Pardon if this is an underspecified question but I am attempting to parallelize the fitting of a model using the multiprocessing
python library. Are there any known issues using this library to run pymc3 models in parallel? I am having an issue doing so, which I can’t figure out.
Context
I have 1k+ datasets I’m attempting to fit with the same model. All of the prior selection, model building, fitting and results summarizing I have in a single function fit_routine
. I then parallelize the fitting with the following lines:
pool = mp.Pool(mp.cpu_count())
res = pool.starmap(fit_routine, [(i, config, pad_dict) for i in mpargs.items()])
pool.close()
Here config
and pad_dict
are two static objects that help specify the priors for each of the thousand fitting instances. The mpargs
dictionary contains the info that varies from one fit instance to the next (namely, different datasets, as well as some identifying information used to organize the results).

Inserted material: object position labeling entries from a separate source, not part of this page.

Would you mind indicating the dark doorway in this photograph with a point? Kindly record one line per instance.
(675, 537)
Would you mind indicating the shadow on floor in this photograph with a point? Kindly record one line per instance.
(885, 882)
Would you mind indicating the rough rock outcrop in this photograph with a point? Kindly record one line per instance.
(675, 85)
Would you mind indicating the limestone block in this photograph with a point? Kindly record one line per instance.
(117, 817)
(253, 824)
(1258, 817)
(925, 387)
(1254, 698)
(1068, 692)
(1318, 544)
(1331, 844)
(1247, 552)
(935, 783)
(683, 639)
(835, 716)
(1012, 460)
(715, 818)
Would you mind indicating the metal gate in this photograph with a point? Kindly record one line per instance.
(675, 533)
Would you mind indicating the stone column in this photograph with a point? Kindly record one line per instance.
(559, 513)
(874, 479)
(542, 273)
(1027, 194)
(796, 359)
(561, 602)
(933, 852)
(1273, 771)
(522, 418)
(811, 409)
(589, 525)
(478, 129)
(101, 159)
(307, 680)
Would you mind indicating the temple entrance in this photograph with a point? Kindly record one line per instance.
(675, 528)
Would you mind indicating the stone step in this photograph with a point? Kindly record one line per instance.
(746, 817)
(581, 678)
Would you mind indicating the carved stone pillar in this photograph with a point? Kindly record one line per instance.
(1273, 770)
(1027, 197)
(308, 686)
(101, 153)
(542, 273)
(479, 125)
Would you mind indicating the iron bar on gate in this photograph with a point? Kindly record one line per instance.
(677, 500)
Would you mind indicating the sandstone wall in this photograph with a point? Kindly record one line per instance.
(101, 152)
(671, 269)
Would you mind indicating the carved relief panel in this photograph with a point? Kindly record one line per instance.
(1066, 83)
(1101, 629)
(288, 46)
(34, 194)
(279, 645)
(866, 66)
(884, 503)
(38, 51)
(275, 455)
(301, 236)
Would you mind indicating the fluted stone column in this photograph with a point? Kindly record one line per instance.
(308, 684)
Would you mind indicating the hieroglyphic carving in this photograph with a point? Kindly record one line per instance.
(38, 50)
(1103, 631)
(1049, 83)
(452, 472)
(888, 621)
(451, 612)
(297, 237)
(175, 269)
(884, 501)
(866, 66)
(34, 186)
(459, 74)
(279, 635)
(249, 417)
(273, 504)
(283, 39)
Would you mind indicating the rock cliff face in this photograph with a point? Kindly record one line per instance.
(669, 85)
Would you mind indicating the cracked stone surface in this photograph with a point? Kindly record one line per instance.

I am 95% sure the details of fit_routine
function work properly on all of the input data instances because I ran this whole routine serially on several hundred of the datasets before attempting to do so in parallel, and all instances returned sensible results with no errors.
Error
However, when running in parallel, with the above lines of code I get the following error:
ERROR (theano.graph.opt): Optimization failure due to: constant_folding
ERROR (theano.graph.opt): node: InplaceDimShuffle{}(TensorConstant{(1,) of -1.0})
ERROR (theano.graph.opt): TRACEBACK:
ERROR (theano.graph.opt): Traceback (most recent call last):
File "/Users/jast/miniconda3/envs/liet/lib/python3.9/site-packages/theano/graph/opt.py", line 2017, in process_node
replacements = lopt.transform(fgraph, node)
File "/Users/jast/miniconda3/envs/liet/lib/python3.9/site-packages/theano/graph/opt.py", line 1209, in transform
return self.fn(*args, **kwargs)
File "/Users/jast/miniconda3/envs/liet/lib/python3.9/site-packages/theano/tensor/opt.py", line 7006, in constant_folding
thunk = node.op.make_thunk(
File "/Users/jast/miniconda3/envs/liet/lib/python3.9/site-packages/theano/graph/op.py", line 634, in make_thunk
return self.make_c_thunk(node, storage_map, compute_map, no_recycling)
File "/Users/jast/miniconda3/envs/liet/lib/python3.9/site-packages/theano/graph/op.py", line 600, in make_c_thunk
outputs = cl.make_thunk(
File "/Users/jast/miniconda3/envs/liet/lib/python3.9/site-packages/theano/link/c/basic.py", line 1203, in make_thunk
cthunk, module, in_storage, out_storage, error_storage = self.__compile__(
File "/Users/jast/miniconda3/envs/liet/lib/python3.9/site-packages/theano/link/c/basic.py", line 1138, in __compile__
thunk, module = self.cthunk_factory(
File "/Users/jast/miniconda3/envs/liet/lib/python3.9/site-packages/theano/link/c/basic.py", line 1634, in cthunk_factory
module = get_module_cache().module_from_key(key=key, lnk=self)
File "/Users/jast/miniconda3/envs/liet/lib/python3.9/site-packages/theano/link/c/cmodule.py", line 1157, in module_from_key
module = self._get_from_hash(module_hash, key)
File "/Users/jast/miniconda3/envs/liet/lib/python3.9/site-packages/theano/link/c/cmodule.py", line 1069, in _get_from_hash
self.check_key(key, key_data.key_pkl)
File "/Users/jast/miniconda3/envs/liet/lib/python3.9/site-packages/theano/link/c/cmodule.py", line 1241, in check_key
key_data = pickle.load(f)
_pickle.UnpicklingError: invalid load key, '\x00'.
However, the script continues to run and will fit the first ~20 datasets before it stops being able to build the pymc3 model (the step before fitting) for the remaining 900+ datasets. I am certain it’s not a problem with the data because it doesn’t break on the same dataset every time, and because I can fit those datasets with the fit_routine
function individually without issue.
Additional info
Some other details: I am using the ADVI method for the fitting process, not MCMC. I am running this on a serve with the Slurm job manager. I don’t believe this to be a memory issue because the Slurm job summary reports a max memory usage of about 6GB and there’s approximately 100GB available for the job.
The last line of the error makes me think it’s a pickling issue, but I don’t have the foggiest idea for why that would be the case. Any help would be greatly appreciated, thanks!
Versions:
print(sys.version, pm.__version__, pm.theano.__version__)
3.9.2 | packaged by conda-forge | (default, Feb 21 2021, 05:02:46)
[GCC 9.3.0] 3.11.2 1.1.2